At some point not long after, I think we all realized that survival night meant we actually got to get some sleep for once. So we tried to bundle up and turn in early. That is, except for Taylor. Because Taylor found the jungle juice the brothers had sent with us. I remember this as the first time he really came out of shell around the guys he hadn’t known already. Sure, we already knew he was funny, and a dick, but this was when he just got wild. He probably drank close to a gallon on his own, and started dancing around the fire, waking everyone up, and trying to have fun. I can’t give him enough credit for keeping the night going, because that’s when we had stupid 10-year old fun. Funny high school stories, picking on those that wouldn’t wake up, wrestling matches, it was all happening.
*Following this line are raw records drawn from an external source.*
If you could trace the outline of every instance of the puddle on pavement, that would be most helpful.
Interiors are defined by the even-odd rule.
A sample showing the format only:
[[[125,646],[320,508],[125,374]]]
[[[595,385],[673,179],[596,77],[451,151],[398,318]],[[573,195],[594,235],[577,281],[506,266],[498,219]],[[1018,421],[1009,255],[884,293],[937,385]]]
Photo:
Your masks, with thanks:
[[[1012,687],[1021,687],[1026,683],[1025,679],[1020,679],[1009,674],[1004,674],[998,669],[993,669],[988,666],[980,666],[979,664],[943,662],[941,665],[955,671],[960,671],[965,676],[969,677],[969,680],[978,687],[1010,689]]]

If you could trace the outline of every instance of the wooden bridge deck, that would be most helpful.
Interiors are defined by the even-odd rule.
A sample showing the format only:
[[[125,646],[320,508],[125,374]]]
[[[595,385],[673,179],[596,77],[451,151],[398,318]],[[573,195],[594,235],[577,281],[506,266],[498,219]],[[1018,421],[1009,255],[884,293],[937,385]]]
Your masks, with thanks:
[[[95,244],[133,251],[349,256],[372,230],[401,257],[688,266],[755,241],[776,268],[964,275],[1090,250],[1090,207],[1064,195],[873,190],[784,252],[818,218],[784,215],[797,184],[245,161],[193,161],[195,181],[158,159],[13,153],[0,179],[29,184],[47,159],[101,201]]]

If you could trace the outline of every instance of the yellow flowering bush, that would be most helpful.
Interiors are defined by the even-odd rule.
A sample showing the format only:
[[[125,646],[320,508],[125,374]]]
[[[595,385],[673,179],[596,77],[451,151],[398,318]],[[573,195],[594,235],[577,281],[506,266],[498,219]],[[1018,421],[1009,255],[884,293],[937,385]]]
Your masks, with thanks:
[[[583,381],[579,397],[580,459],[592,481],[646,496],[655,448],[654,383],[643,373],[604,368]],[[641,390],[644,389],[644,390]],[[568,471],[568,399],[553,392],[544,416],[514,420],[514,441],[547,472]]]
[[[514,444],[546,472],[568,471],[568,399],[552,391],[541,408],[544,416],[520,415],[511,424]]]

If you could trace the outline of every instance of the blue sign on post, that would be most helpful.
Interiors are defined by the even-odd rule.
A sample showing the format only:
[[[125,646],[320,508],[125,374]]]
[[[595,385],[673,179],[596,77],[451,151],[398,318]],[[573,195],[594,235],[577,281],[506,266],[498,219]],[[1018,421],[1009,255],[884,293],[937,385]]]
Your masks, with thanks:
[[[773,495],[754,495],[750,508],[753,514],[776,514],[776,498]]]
For the record, I woke Bromberg up with a People’s Elbow, then pinned him cleanly, 1-2-3. It was the first of about 73 times I would kick his ass over our three years together. Sooner or later, though, we all ran out of gas. I think, because that’s when it got cold. And windy. And COLD. That was the first time I ever cuddled up with another man for warmth, as Kurt, Jerry, and I became a little closer than we would’ve liked. But hell, at least we didn’t have to eat each other like those soccer players. We had one flannel blanket I had brought from my room, and some knapsacks as pillows. Like Jon Bon Jovi in “Blaze of Glory,” we had an old coat for a pillow, and the earth was last night’s bed.” But really. It was fun. And no animals attacked us. So there was that.

After some exploring the next morning, the brothers came and picked us up, and Survival Night was over. There are plenty of inside jokes and funny stories I’m sure I’ve neglected to mention, or even just forgot. But that’s what the post-forum’s for, if any of you D-OXers are actually out there. The point of this little column, I guess, was just to point out one way that we all became so close, and how the bond is so much more than beer and womens. And I guess if ‘letting go’ or growing up means having to forget about the good ol’ days, or to discount these friendships as just ‘frat stuff,’ then I guess I’m never going to let go.

If you had memories like that, would you?